Danish DJ Kills Alan On Air

Asger Juhl rabbit
As a species our hypocrisy is tantamount to criminal ranging from thinking that our wars that wreak terrorism are worse that terrorists who make war upon us, to finding some animals acceptable to eat and others delightful pets we’d not dream of scoffing down even were we starving to death. Recently a Danish radio presenter Asger Juhl brought a nine week old rabbit called Alan into the studio and then clubbed it to death with a bicycle pump, planning to take it home for dinner.

An animal rights activist, Linse Kessler, brought along for the broadcast sensed ahead of time where things were headed and physically pursued Juhl around the studio in a vain attempt to rescue the rabbit from the evil clutches of a shock-jock on Radio24syv. The twittersphere exploded, the Facebook fraternity went into melt down and Reddit raved.

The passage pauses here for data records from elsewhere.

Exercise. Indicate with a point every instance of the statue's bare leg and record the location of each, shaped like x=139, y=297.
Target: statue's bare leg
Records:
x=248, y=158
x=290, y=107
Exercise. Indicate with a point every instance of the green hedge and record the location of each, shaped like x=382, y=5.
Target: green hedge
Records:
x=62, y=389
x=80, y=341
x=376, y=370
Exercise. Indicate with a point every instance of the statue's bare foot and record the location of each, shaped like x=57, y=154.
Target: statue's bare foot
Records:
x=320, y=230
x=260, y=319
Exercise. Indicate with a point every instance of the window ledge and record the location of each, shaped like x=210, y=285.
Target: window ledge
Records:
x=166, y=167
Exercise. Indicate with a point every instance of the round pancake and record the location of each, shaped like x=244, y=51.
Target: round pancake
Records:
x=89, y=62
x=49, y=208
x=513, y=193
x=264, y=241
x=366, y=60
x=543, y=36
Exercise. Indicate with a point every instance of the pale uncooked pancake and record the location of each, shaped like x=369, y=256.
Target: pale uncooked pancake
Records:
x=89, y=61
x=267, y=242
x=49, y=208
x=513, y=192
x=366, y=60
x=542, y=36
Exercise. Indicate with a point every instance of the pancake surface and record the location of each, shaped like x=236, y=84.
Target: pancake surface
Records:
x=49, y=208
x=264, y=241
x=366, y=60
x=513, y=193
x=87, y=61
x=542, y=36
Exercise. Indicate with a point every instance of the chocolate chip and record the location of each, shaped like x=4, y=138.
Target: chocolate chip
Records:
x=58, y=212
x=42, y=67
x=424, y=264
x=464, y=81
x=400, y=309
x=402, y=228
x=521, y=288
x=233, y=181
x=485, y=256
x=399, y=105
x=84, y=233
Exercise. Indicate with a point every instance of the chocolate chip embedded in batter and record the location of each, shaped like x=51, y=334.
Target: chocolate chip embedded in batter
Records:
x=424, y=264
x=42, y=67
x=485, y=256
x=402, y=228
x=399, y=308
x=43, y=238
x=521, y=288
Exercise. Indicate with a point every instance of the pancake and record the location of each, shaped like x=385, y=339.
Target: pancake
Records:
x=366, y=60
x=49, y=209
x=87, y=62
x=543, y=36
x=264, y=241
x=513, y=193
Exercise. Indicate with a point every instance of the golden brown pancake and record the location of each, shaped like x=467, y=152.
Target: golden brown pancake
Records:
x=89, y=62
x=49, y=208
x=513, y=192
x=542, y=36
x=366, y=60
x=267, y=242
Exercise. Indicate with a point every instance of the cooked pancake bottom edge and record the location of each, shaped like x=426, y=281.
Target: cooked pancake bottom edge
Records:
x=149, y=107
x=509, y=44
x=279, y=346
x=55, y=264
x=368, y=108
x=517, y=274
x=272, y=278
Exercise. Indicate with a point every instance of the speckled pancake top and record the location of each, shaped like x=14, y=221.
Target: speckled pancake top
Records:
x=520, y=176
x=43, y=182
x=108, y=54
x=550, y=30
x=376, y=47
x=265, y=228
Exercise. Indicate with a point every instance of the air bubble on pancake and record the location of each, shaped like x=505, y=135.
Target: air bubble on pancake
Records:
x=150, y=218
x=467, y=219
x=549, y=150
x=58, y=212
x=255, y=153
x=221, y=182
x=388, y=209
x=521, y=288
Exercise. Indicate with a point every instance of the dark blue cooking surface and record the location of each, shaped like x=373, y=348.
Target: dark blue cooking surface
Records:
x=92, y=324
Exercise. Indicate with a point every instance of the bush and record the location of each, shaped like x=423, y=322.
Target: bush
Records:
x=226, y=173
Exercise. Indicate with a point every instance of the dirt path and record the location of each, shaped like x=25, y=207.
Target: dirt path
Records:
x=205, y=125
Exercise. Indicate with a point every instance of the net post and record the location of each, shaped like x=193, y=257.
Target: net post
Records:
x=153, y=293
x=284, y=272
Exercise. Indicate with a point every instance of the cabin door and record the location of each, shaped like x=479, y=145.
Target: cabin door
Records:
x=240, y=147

The hypocrisy in our relationship to different animals as messed up as the relationship with have with young sportsmen and women.

Those that like to bet on sport in Denmark might be only too willing to take satisfaction from having backed Morocco’s Hassane Ahouchar when he won the recent Copenhagen Marathon in 24 seconds over two and a quarter hours, but how many amongst the 12,000 runners on Sunday from 75 different nations could claim young athletes in their country are treated well, supported and nurtured, not hot housed and used to grow the bottom line for corporate sponsors?

Like one of the worst casinos in the world we’ve made the games we wager on out of the shattered dreams of youth, and whilst one in a million gets to be like Martin Odegaard at Real Madrid or Alex Oxlade-Chamberlain for Arsenal, the rest are just wastage in a system rapidly being overwhelmed by corporate interests and the demands of business competition not just sporting competition, and whilst we the public might suffer a little through this exploitation the young competitors get it far worse.